“…karena kebenaran adalah milik dari kalimat-kalimat, dan karena kalimat bergantung keberadaannya pada kata-kata, dan karena kata-kata adalah buatan manusia, maka begitu pula dengan kebenaran…”
-Richard Rorty, dalam buku Contingency, Irony, and Solidarity
Sebagian orang tentu pernah membuat kalimat-kalimat indah, bersyair, berpuisi, bersajak atau apapun sebutannya, dengan bahasa yang bersifat metaforis, bahasa puitis. Sebagian orang itu biasanya adalah para penyair, sastrawan, novelis atau jurnalis, terlepas dari pengklasifikasian apakah mereka amatiran atau populer. Dan tentu saja mereka-mereka ini tidak sulit ditemukan di Kompasiana.
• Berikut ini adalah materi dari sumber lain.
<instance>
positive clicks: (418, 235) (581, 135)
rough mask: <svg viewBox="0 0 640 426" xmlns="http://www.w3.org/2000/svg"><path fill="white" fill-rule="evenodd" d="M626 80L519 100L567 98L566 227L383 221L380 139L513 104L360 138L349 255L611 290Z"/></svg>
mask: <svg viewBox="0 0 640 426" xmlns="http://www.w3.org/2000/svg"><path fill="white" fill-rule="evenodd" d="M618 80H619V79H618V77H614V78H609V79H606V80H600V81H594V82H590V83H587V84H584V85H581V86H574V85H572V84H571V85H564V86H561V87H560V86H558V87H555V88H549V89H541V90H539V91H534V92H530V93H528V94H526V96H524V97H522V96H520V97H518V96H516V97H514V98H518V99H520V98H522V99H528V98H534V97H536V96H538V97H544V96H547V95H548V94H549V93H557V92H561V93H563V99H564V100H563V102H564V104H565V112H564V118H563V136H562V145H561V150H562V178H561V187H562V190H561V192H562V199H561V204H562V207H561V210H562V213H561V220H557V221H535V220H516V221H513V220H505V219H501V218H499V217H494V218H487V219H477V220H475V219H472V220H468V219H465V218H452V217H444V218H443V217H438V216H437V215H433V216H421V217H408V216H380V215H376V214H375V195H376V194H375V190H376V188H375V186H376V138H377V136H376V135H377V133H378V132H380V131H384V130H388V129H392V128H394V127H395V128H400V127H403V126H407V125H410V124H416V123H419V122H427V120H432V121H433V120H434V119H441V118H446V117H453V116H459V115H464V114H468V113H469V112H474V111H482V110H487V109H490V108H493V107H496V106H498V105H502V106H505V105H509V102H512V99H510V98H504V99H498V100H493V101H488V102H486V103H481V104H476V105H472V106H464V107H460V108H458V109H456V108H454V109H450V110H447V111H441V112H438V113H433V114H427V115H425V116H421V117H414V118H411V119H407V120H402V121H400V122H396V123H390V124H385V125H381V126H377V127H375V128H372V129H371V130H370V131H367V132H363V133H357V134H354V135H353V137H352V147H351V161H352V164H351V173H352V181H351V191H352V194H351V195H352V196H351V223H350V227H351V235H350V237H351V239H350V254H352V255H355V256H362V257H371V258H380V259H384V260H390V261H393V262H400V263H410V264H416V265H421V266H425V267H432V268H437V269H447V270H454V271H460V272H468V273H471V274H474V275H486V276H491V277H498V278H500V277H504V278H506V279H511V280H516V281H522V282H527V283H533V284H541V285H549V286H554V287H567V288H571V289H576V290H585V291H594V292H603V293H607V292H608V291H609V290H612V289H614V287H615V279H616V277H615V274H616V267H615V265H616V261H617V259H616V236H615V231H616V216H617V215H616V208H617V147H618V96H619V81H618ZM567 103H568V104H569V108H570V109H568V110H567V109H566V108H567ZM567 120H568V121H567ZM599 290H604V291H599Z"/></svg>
Bahasa yang mereka gunakan biasanya penuh dengan majas-majas, analogi dan terkadang menghidupkan sesuatu yang tidak hidup sehingga sering dianggap tidak rasional bagi mereka –yang lain- yang berpikir rasional ketika membaca tulisan fiksi. Mereka (para seniman) memberi prioritas terhadap persuasi dan retorika di saat argumentasi rasional dan saintifik hanya menciptakan kebingungan dan kekacauan pikiran. Inilah yang membuat fiksi, yang menggunakan nalar-metafora, bagai dunia tak berpondasi dibandingkan dunia filosofi, yang menggunakan nalar-forma.